Taiwan will not bow to pressure from China and will continue its democratic way of life, as tensions over the island continue, President Tsai Ing-wen said on Sunday.
“The more we achieve, the greater the pressure we face from China,” the BBC quoted Tsai as saying.
Her speech on Taiwan’s National Day came after China’s President Xi Jinping vowed to “fulfil reunification”.
Taiwan considers itself a sovereign state, while China views it as a breakaway province.
Beijing has not ruled out the possible use of force to achieve unification, the BBC report said.
China has sent a record number of military jets into Taiwan’s air defence zone in recent days. Some analysts said the flights could be seen as a warning to Taiwan’s president.

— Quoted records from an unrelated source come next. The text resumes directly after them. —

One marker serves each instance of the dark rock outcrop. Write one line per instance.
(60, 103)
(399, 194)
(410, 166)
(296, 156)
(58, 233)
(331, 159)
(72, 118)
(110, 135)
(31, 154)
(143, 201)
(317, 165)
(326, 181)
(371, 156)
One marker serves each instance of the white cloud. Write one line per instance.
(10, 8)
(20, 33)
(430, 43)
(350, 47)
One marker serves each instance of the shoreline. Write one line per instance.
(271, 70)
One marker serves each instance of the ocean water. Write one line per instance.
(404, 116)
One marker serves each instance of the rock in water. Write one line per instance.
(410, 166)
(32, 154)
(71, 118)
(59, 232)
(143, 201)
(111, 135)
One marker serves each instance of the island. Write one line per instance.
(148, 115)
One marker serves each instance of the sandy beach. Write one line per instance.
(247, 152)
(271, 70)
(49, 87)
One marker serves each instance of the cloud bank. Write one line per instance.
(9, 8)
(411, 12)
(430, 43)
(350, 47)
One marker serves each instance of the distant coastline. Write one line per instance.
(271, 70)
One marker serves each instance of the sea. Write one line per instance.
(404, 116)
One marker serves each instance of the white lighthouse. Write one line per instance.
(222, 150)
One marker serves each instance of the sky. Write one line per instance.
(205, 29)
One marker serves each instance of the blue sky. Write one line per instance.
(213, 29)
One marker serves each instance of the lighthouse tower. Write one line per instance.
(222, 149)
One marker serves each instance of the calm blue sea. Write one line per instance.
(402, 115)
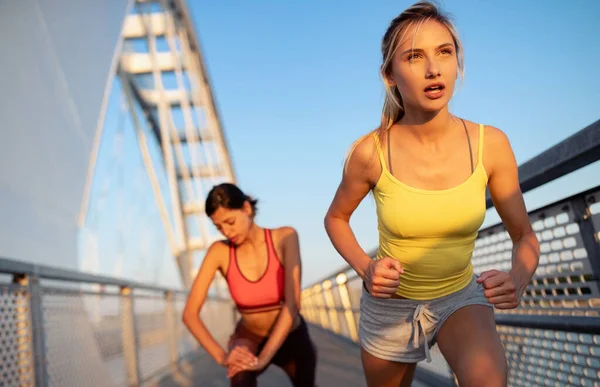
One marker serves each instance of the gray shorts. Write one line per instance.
(403, 330)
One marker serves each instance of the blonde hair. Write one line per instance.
(415, 15)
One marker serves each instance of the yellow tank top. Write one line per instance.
(431, 232)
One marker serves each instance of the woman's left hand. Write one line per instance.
(501, 289)
(258, 365)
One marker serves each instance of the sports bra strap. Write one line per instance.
(269, 240)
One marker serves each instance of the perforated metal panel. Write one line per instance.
(593, 202)
(151, 330)
(564, 282)
(16, 355)
(551, 358)
(73, 356)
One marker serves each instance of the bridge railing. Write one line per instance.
(65, 328)
(553, 337)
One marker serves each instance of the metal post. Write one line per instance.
(130, 342)
(36, 310)
(581, 210)
(172, 331)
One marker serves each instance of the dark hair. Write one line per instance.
(228, 196)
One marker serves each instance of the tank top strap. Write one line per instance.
(480, 151)
(379, 150)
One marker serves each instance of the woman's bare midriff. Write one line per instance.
(262, 322)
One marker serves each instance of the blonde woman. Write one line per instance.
(428, 171)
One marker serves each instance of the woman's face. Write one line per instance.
(425, 67)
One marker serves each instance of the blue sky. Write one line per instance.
(297, 82)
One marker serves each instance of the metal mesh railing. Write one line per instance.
(61, 328)
(16, 353)
(553, 338)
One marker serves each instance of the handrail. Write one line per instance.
(569, 155)
(9, 266)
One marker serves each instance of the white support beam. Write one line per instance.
(141, 62)
(135, 27)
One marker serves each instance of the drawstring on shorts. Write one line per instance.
(417, 325)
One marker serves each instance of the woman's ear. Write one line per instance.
(248, 208)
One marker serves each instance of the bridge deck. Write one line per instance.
(338, 365)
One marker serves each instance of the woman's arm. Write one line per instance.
(293, 273)
(196, 298)
(504, 290)
(360, 174)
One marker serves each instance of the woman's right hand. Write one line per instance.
(238, 358)
(382, 277)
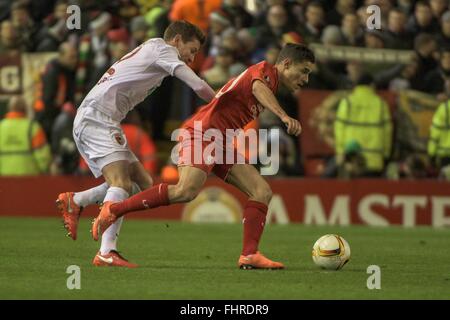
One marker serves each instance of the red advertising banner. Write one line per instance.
(10, 74)
(307, 201)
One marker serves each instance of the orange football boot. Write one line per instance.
(104, 220)
(112, 259)
(258, 261)
(70, 212)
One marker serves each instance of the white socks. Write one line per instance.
(91, 196)
(109, 238)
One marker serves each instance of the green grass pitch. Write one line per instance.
(198, 261)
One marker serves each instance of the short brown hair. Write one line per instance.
(297, 53)
(186, 30)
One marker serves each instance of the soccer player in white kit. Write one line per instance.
(100, 139)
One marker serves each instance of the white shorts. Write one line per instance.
(99, 139)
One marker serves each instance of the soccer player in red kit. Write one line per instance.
(236, 104)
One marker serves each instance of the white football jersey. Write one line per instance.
(136, 75)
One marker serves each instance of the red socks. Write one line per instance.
(153, 197)
(254, 221)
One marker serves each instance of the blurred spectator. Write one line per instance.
(54, 31)
(311, 29)
(385, 6)
(157, 19)
(364, 117)
(422, 21)
(328, 74)
(426, 47)
(438, 7)
(352, 32)
(240, 18)
(219, 23)
(412, 168)
(64, 150)
(407, 6)
(93, 52)
(271, 32)
(9, 38)
(444, 35)
(342, 7)
(24, 24)
(374, 39)
(437, 81)
(354, 163)
(138, 30)
(439, 143)
(401, 77)
(23, 145)
(224, 68)
(351, 166)
(140, 143)
(194, 11)
(263, 7)
(57, 86)
(398, 37)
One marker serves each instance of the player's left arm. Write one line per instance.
(201, 88)
(266, 97)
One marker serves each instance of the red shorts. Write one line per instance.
(195, 153)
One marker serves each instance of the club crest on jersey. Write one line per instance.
(119, 139)
(256, 109)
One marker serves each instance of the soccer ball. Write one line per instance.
(331, 252)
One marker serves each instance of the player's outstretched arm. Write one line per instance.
(266, 97)
(201, 88)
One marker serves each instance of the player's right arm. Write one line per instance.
(266, 97)
(201, 88)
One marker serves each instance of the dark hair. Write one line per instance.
(423, 39)
(365, 79)
(186, 30)
(297, 53)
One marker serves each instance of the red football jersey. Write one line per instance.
(234, 105)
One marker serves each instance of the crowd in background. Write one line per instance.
(239, 33)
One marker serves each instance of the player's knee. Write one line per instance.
(124, 183)
(187, 193)
(263, 193)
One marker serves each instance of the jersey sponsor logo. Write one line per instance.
(256, 109)
(119, 139)
(107, 260)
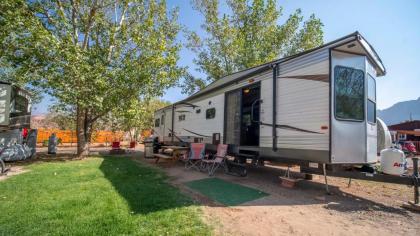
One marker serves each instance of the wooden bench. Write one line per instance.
(158, 156)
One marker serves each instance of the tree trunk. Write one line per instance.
(82, 141)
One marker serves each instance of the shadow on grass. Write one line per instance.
(145, 189)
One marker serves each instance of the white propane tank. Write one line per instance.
(393, 161)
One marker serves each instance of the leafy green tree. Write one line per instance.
(135, 117)
(248, 36)
(93, 55)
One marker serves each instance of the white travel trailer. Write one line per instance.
(316, 106)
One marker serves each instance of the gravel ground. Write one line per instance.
(365, 208)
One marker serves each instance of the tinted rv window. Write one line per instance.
(19, 103)
(349, 93)
(371, 112)
(371, 88)
(210, 113)
(371, 102)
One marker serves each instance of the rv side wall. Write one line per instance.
(5, 91)
(302, 109)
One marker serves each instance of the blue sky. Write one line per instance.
(392, 27)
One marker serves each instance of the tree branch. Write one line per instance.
(117, 28)
(74, 14)
(89, 24)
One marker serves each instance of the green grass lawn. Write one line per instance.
(95, 196)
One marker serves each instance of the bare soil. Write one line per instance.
(14, 170)
(364, 208)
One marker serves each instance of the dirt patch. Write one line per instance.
(364, 208)
(14, 170)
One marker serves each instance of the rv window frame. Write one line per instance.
(370, 100)
(335, 95)
(207, 113)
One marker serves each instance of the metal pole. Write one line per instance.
(416, 180)
(324, 168)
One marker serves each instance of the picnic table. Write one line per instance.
(170, 153)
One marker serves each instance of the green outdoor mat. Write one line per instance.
(227, 193)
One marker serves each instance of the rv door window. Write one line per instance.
(19, 104)
(371, 116)
(371, 88)
(371, 101)
(349, 93)
(210, 113)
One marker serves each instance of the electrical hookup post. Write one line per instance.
(415, 205)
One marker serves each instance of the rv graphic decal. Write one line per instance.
(321, 78)
(202, 135)
(292, 128)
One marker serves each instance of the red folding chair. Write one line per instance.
(116, 145)
(132, 146)
(195, 156)
(218, 160)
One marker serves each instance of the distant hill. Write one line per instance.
(400, 112)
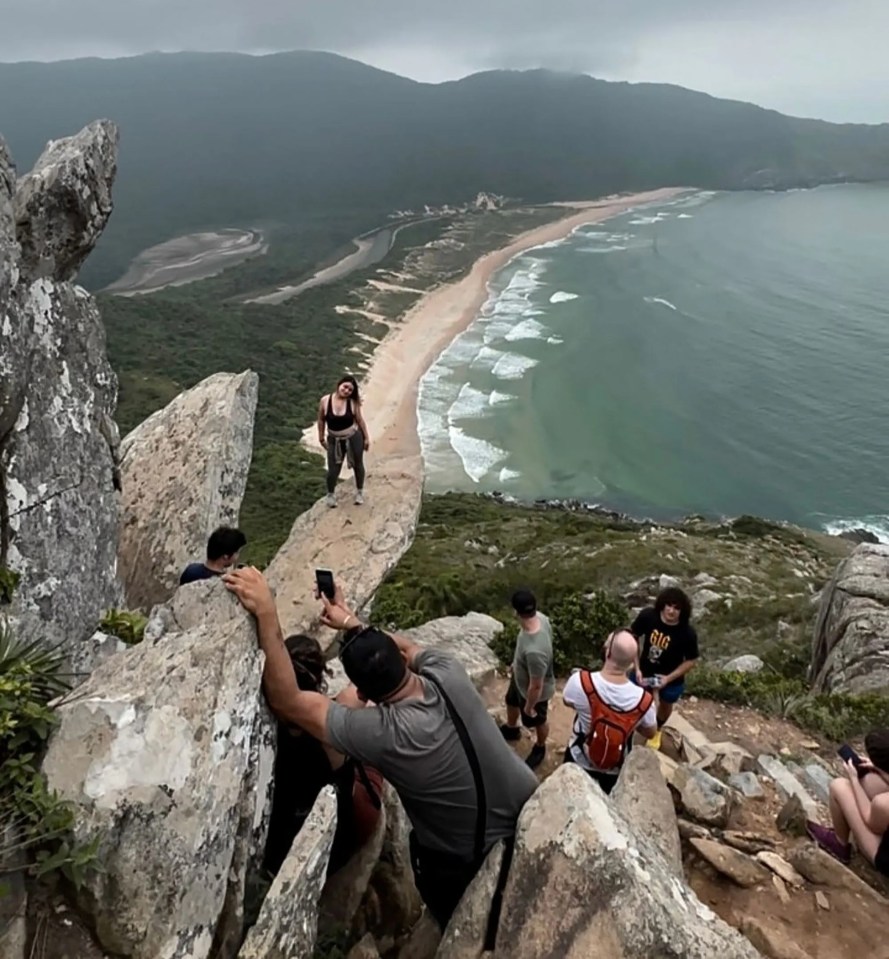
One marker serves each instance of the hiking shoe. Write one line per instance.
(829, 841)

Tsai said Taiwan was “standing on democracy’s first line of defence”. The island could not be forced to take “the path China has laid out for us”, which she said did not offer freedom, democracy or sovereignty
China’s military flights into Taiwan’s air defence zone had seriously affected national security and aviation safety, she said, and the situation was “more complex and fluid than at any other point in the past 72 years”.
Taiwan would not “act rashly” but would bolster its defences, she said.
She repeated an offer to talk with Chinese leaders on an equal footing, a suggestion Beijing, which brands her a “separatist”, has so far rejected, the report said.
Tsai was re-elected by a landslide last year on a promise to stand up to Beijing.
Her speech was followed by a fly past of Taiwanese fighter jets.